The first 20% of tax relief is usually delivered automatically as your pension provider will claim it as tax relief and add it to your pension pot. This is known as ‘relief at source’.
If you are a higher rate or additional rate taxpayer, you can then claim back any further reliefs on your self-assessment tax return. For example, every £1 invested by a higher rate taxpayer in pension contributions is effectively worth about £1.66 and every £1 invested by an additional rate taxpayer is worth around £1.80.
The Income Tax rates are different in Scotland and this means that the tax relief on pension contributions is calculated slightly differently.
- A starter rate taxpayer (in Scotland) pays 19% Income Tax but receives 20% pension tax relief.
- A basic rate taxpayer (in Scotland) pays 20% Income Tax and gets 20% pension tax relief.
- An intermediate rate taxpayer (in Scotland) pays 21% Income Tax and can claim 21% pension tax relief.
- A higher rate taxpayer (in Scotland) pays 41% Income Tax and can claim 41% pension tax relief.
- An additional rate taxpayer (in Scotland) pays 46% income tax and can claim 46% pension tax relief.

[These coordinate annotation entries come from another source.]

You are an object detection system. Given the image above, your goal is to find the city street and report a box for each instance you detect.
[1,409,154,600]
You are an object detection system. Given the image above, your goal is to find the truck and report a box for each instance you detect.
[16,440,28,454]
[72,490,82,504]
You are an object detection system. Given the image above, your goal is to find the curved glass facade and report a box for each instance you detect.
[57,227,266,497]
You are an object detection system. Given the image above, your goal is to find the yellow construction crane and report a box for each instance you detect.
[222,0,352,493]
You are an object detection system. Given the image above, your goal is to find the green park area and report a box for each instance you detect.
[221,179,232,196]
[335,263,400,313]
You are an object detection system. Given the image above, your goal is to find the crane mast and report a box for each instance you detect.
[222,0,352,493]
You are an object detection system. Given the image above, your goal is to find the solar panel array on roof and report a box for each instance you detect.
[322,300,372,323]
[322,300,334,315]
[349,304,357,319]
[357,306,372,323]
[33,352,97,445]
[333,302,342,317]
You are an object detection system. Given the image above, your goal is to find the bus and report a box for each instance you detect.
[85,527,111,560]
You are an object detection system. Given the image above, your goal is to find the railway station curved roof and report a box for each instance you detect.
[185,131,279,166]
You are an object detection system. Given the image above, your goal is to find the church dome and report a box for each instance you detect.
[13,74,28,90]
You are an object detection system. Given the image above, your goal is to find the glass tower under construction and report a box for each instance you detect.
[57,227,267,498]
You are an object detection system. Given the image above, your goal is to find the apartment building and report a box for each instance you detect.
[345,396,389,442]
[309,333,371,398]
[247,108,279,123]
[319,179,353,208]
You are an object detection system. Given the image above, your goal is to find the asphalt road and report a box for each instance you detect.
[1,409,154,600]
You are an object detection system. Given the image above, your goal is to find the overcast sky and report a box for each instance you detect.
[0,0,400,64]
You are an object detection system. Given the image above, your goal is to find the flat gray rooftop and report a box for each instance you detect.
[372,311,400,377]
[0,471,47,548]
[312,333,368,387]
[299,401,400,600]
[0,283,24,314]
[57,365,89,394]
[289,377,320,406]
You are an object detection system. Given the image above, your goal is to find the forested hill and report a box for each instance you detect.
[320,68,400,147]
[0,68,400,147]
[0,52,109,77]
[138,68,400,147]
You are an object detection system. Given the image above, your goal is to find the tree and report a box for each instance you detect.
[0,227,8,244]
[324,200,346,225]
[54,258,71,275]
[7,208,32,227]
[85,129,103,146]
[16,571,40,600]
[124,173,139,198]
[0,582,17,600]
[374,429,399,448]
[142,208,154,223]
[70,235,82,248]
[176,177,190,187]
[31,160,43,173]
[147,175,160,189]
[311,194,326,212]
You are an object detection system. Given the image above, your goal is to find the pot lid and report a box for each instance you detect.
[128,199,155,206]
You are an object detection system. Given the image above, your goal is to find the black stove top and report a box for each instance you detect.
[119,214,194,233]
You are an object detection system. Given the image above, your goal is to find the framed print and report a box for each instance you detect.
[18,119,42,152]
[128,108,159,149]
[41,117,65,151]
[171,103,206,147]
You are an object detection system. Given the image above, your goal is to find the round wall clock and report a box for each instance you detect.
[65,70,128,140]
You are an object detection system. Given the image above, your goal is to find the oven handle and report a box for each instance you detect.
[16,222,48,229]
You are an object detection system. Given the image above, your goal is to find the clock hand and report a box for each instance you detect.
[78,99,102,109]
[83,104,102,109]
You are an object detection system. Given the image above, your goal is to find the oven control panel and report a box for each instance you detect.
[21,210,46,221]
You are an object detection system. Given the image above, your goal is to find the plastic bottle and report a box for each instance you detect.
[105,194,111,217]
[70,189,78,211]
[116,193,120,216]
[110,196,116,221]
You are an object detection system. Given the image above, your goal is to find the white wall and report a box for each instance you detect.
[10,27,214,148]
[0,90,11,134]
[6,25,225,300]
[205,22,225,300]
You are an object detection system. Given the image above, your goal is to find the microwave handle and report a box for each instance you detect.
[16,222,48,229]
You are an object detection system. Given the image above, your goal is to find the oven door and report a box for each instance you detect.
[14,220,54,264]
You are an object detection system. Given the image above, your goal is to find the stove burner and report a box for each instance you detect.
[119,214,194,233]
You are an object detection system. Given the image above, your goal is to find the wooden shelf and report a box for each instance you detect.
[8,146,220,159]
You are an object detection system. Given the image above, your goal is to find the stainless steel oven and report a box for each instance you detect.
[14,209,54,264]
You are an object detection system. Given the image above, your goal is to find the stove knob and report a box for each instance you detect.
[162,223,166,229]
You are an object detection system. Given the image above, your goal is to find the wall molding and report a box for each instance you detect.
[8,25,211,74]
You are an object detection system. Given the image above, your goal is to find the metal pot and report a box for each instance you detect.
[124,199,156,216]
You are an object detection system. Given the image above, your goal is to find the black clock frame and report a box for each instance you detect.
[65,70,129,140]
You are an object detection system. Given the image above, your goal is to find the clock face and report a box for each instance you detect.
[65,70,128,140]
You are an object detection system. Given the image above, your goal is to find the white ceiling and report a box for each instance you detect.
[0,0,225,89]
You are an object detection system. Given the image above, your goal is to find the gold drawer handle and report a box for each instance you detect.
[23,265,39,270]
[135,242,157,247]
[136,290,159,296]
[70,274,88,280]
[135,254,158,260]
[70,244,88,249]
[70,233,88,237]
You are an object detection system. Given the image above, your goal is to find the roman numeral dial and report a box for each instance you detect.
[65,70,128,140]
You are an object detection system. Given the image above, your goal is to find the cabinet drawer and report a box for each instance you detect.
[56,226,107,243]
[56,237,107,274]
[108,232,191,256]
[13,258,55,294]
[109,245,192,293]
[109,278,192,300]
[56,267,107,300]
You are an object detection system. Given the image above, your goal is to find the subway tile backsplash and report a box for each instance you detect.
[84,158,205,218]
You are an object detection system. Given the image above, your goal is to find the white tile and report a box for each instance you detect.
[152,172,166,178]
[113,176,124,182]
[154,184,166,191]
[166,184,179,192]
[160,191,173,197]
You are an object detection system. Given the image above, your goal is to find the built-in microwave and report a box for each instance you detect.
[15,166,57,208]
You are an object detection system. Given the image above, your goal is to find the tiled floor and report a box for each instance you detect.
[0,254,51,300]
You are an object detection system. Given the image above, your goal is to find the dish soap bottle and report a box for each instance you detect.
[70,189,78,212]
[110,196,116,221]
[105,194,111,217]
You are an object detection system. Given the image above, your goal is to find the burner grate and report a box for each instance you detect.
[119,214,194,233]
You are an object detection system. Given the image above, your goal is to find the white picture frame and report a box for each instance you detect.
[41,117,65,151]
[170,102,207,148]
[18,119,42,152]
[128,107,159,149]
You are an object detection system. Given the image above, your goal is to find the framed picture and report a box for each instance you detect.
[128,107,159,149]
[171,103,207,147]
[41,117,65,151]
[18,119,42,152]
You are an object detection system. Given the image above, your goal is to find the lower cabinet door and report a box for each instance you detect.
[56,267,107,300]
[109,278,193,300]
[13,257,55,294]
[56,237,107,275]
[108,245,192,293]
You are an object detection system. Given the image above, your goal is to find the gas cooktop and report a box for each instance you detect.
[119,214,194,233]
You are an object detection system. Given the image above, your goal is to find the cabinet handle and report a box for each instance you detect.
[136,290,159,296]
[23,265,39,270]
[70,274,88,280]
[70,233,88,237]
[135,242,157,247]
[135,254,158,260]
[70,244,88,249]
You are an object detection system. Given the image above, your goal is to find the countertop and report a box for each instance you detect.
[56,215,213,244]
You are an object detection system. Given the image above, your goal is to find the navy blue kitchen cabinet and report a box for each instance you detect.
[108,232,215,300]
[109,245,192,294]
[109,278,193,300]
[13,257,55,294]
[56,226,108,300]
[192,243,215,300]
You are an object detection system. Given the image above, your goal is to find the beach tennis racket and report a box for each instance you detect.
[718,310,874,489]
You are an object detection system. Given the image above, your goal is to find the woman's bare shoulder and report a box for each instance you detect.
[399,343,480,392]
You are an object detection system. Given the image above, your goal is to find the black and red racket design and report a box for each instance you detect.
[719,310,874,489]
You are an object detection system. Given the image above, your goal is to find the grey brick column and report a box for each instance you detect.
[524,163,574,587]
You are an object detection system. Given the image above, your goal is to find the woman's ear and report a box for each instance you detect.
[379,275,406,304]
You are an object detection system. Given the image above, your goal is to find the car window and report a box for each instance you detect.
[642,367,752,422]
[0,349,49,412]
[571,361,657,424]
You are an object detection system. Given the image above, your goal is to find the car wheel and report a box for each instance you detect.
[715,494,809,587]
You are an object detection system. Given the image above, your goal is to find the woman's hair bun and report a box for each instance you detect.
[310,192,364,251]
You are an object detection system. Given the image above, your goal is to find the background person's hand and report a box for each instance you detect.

The annual allowance for tax relief on pensions has been fixed at £40,000 since 6 April 2014. This means that the most you can pay into pensions in a single tax year is £40,000.
Any contributions over this limit will not attract Income Tax relief and you may also have to pay an annual allowance charge. HMRC does not tax anyone for going over their annual allowance in a tax year if they retired and took all their pension pots because of serious ill health or if they died.
The annual allowance is further reduced for high earners. Since 6 April 2020, the tapered annual allowance increased from £150,000 to £240,000. This means that anyone with income below £240,000 is no longer affected by the tapered annual allowance rules. Those earning over £240,000 will begin to see their £40,000 annual allowance tapered. For every complete £2 income exceeds £240,000 the annual allowance is reduced by £1. The annual allowance can also be lower if the taxpayer flexibly accessed their pension pot.
There is also a lifetime limit for tax relief on pension contributions that needs to be considered. The limit is currently £1,073,100 (2020-21). The lifetime allowance is the maximum amount of pension benefit that can be drawn from pension schemes and that can benefit from tax relief.
The rate of tax you pay on pension savings above your lifetime allowance depends on how the money is paid to you - the rate is:
- 55% if you get it as a lump sum; or
- 25% if you get it any other way, for example, pension payments or cash withdrawals.
There is a three-year carry forward rule that allows you to carry forward previous years unclaimed allowances for up to three years. You do not need to report this to HMRC.
If you have unused annual allowances for more than one year, you need to use the allowance in order of earliest to most recent. Any remaining balances can be used in future tax years, subject to the usual time limits.
The calculation of the exact amount of unused annual allowance that can be carried forward can be complicated especially if you are subject to the tapered annual allowance.